CLARKE, District Judge.
The defendants in this proceeding have been charged with criminal contempt under 18 U.S.C. § 401(3) for wilfully violating provisions of a consent decree incorporated and approved by an order of this Court on June 20, 1978, in the case of Joe Bush, et al. v. Robert E. Bays, et al., 463 F. Supp. 59 (E.D.Va.). Specifically, the defendants are charged with wilfully failing to comply with paragraph 5 of that decree, which provides:
The United States Department of Agriculture agrees to provide lost benefits to members of the plaintiff class whose bonus level was not determined in accordance with directions and instructions issued pursuant to Gutierrez v. Butz [D.C., 415 F. Supp. 827] during the period of May 1, 1977, to October 31, 1977, inclusive. United States Department of Agriculture agrees to provide lost benefits to members of the plaintiff class in accordance with Federal procedures and policies. The parties will develop a list of persons in the plaintiff class potentially eligible for such benefits. Reasonable efforts will be made to notify and provide to such persons their lost benefits. Eligibility workers in the two local offices will screen all migrant applicants during the remainder of 1978 to determine eligibility for such lost benefits.
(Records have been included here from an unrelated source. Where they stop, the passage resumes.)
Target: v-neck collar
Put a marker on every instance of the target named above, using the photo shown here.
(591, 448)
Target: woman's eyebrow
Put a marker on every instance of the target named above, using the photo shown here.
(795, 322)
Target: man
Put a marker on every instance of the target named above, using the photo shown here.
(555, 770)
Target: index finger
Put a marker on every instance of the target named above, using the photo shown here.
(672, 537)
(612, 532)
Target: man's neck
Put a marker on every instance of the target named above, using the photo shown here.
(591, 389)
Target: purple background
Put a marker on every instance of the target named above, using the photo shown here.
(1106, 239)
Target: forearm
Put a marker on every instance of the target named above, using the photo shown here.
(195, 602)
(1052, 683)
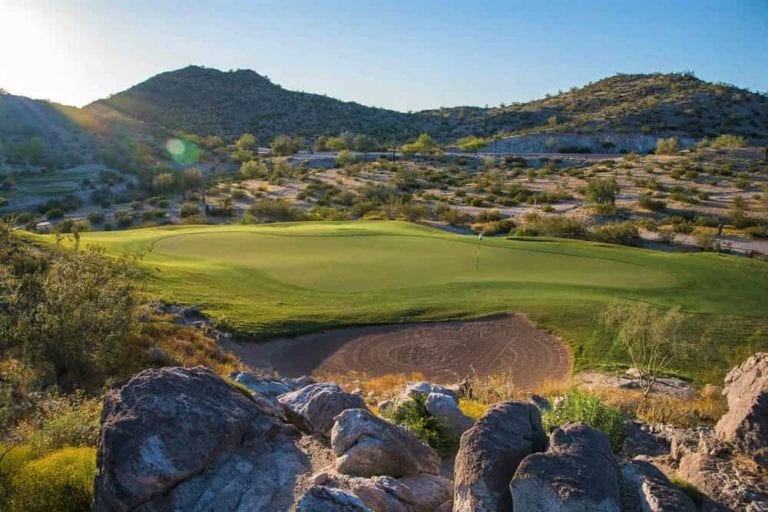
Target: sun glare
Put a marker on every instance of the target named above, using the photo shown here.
(33, 53)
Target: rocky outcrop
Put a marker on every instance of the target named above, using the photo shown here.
(447, 410)
(313, 408)
(578, 472)
(366, 445)
(489, 454)
(326, 499)
(184, 439)
(270, 387)
(728, 480)
(745, 425)
(422, 493)
(647, 489)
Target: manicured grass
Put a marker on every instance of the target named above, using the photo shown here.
(264, 281)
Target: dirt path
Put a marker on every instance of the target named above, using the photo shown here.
(442, 351)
This paragraph was incorporated in the June 20 order through the following provision:
The parties representing to the Court that implementation of the Consent Agreement has commenced on a voluntary basis and that such Agreement on its face, appears to represent a fair and reasonable settlement of this Action, and is concurred in by the Court, it is further ORDERED that the parties shall, until further Order of this Court, continue to comply with the terms of such Agreement.
This order and the consent decree were drafted by the parties to that action, or their counsel, and were entered by Judge Warriner at the request of the parties.
Each of the defendants has filed a motion to dismiss or vacate the criminal contempt charges against them on various grounds. These motions will be considered together in this order.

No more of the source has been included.